4)    Building narratives of a just food transition
a.    mapping of the existing counter arguments, and their main promoters ;
b.    proposal of additional counter-arguments, related to the results of parts 1 and 2
c.    identification of existing/debated policy tools to support a just food transition in France and Europe s (ex. “chèque alimentaire” proposed by the Citizen Assembly on Climate in France and taken up by French government)?

The intern will draft a report summarizing its main findings to support IDDRI's intervention in these debates. Presentations of interim results will be made with internship supervisors and other stakeholders.

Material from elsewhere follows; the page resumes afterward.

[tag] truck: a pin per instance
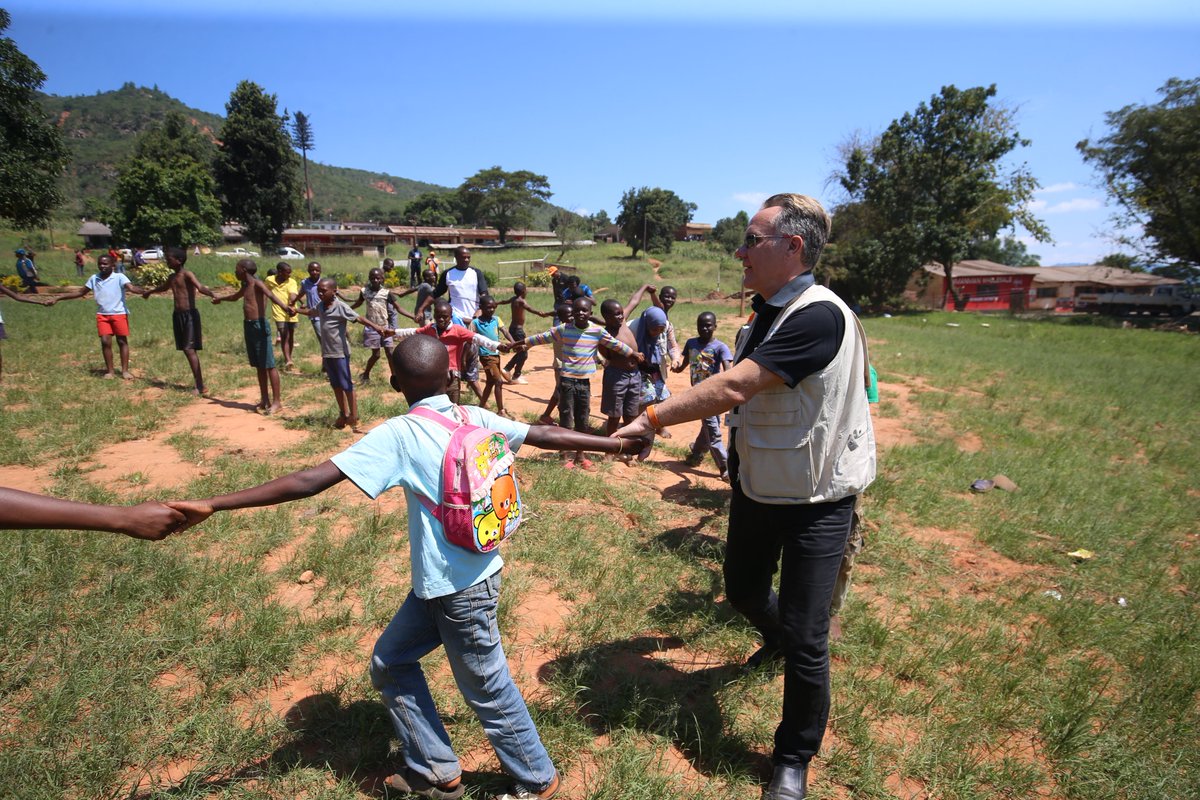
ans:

Depending on the progress of the work, the results of the internship may be published in the form of a blog post or a policy brief from the Iddri collection.

Required qualifications

  • Undergraduate qualification in a relevant field (economics, political science, sociology);
  • Excellent oral and writing skills;
  • Good level of English – Fluent in French
  • Able to make research independently and use own initiative;
  • Strong analytical skills.
  • Ability to synthesize and develop proposals
  • Knowledge about the agri-food sector would be appreciated and or other issues of just transition in the sustainable development field and understanding of sustainable development related issues;

Supervision and specificities

The internship will be supervised by Laura Brimont and Mathieu Saujot (Coordinators of the Lifestyles in transition Initiative).
The selected candidate will be required to work on both analytical/research activities and organisational activities.

The internship will provide the opportunity to:

  • Participate in strategic discussions
  • Develop/enrich a knowledge of the domain of food policies and issues, at the crossroads of ecology and social issues in France, EU and international levels
  • Develop network with IDDRI’s partners
  • Experience the working environment of a think tank with a dynamic team of researchers

Location and contract

The successful candidate will be offered a 6-months internship from March-April to August- September 2021. Given the sanitary crises due to COVID-19, the internship will be mostly home based with possible access to IDDRI offices depending on the evolution of the pandemic.
IDDRI offers:

  • A monthly stipend of €1,100 net
  • Subsidised restaurant tickets (60%)
  • Subsidised public transport (50%)

The Intern must be enrolled in a university program and be able to provide an internship agreement from his/her university.

How to apply

Please send a CV and a cover letter to laura.brimont@iddri.org and Mathieu.saujot@iddri.org
Application deadline: February 25th, 2021

IDDRI is an equal opportunity employer and we encourage applications from candidates from all backgrounds.